Nevertheless, Glowfly Dance is twenty-seven chapters of beautiful, flowy expressions that make it a delightful read, just for the language itself.
I began before I was born, travelling through the air like the scent of oranges, in the story of my father making love to my mother, the closest I ever got to him – and on my birth certificate, there is a straight dotted line where a father’s name should be, like the horizon he sailed back across. Some things you don’t have to know, because that’s the way it is (p 10).
Glowfly Dance begins in the present but soon subtly shifts into the past, becoming a book of remembrance. Mai is at first a three-year-old girl with oriental features – gifted to her by her absent father – living with her mother and half-sister, Amy. The reader sees her growing into a strong, caring – if somewhat opinionated – girl who thinks ballet is for sissies and that jive and tango are the only real dances. She does not play Mummies and Daddies at school because their version of it is different from her version. In their version, the Daddies go shopping, race their cars and hang out at the pub, and the Mummies stay at home baking cakes and taking care of the children. However, in her version, her mother does all the shopping, cooking, cleaning, and changing of bulbs. And, she is not afraid to fight with anyone who tries to pick on her or bully her at school, on account of her ‘otherness’.
Although there is some want in this single-parent home, love is never lacking, until Rashid comes.
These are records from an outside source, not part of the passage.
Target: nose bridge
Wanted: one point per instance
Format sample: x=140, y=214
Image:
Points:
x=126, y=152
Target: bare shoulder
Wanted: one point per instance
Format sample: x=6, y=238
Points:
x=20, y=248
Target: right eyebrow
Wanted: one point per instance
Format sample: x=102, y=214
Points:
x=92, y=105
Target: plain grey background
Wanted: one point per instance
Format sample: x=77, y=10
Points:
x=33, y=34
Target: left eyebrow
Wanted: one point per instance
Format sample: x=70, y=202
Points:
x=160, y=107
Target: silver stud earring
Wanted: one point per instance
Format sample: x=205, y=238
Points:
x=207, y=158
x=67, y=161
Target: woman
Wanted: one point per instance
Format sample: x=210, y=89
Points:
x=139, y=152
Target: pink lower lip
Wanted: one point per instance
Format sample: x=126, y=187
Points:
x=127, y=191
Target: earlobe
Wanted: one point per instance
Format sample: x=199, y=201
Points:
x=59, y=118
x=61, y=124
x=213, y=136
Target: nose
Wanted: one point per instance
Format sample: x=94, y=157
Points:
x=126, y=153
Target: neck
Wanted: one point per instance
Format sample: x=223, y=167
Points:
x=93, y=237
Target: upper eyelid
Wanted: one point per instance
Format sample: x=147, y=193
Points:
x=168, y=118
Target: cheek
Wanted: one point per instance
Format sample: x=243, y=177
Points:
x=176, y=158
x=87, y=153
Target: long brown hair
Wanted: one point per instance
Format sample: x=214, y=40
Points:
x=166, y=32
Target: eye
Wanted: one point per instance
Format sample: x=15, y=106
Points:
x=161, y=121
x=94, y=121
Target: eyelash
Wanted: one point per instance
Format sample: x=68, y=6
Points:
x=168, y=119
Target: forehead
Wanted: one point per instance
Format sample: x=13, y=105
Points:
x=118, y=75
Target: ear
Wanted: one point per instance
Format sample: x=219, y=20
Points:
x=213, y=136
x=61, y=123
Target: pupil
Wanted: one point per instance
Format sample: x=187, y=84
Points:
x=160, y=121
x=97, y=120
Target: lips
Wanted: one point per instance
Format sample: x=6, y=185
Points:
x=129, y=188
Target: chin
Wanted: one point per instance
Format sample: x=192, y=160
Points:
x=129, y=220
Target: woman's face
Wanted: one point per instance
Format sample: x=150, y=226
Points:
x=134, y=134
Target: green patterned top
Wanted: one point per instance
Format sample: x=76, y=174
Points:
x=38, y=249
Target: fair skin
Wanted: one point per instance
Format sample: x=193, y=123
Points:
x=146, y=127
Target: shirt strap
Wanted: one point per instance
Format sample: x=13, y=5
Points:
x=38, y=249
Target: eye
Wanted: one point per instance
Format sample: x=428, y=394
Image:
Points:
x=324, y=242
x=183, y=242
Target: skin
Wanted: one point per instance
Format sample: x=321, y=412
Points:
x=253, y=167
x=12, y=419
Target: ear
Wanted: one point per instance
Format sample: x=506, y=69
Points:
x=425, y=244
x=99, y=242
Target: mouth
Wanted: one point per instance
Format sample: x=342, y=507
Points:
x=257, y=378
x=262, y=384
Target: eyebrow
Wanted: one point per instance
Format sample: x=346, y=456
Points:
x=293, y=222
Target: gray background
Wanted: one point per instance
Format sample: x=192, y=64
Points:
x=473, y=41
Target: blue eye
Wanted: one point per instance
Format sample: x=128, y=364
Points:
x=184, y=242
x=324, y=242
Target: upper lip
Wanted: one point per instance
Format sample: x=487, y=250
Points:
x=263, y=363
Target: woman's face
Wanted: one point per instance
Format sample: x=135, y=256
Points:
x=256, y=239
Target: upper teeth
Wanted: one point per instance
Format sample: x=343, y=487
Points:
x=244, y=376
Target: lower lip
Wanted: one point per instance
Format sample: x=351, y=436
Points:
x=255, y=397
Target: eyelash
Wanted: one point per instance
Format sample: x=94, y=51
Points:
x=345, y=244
Rashid is first Mai’s mother’s boyfriend, then her mother’s abuser and husband, then father of Mai’s other stepsiblings, then abuser of Mai and Amy. Like an audience screaming at their favourite actor on the screen, ‘No, don’t open that door!’, the reader knows it will all end badly, but they cannot look away.
And it does, suddenly.
The reader is left blinking, like one who has emerged out of cavernous darkness into blinding sunshine. After a minute of disorientation, when the reader realises that the book has shifted again and thrust them back in the present, all that is left is outrage. One wants to rail at the injustice of it all. But as life rarely ever gets a fairy tale ending, why should Glowfly Dance be different?
Without sounding preachy or reading like social commentary, Gibson chronicles some of the lived experiences of abused people. As society often finds it easy to blame the abused for staying in the situation, it is pertinent to remind ourselves how strangers, family, the authorities and even society itself sometimes colludes with the abuser to yield disastrous consequences.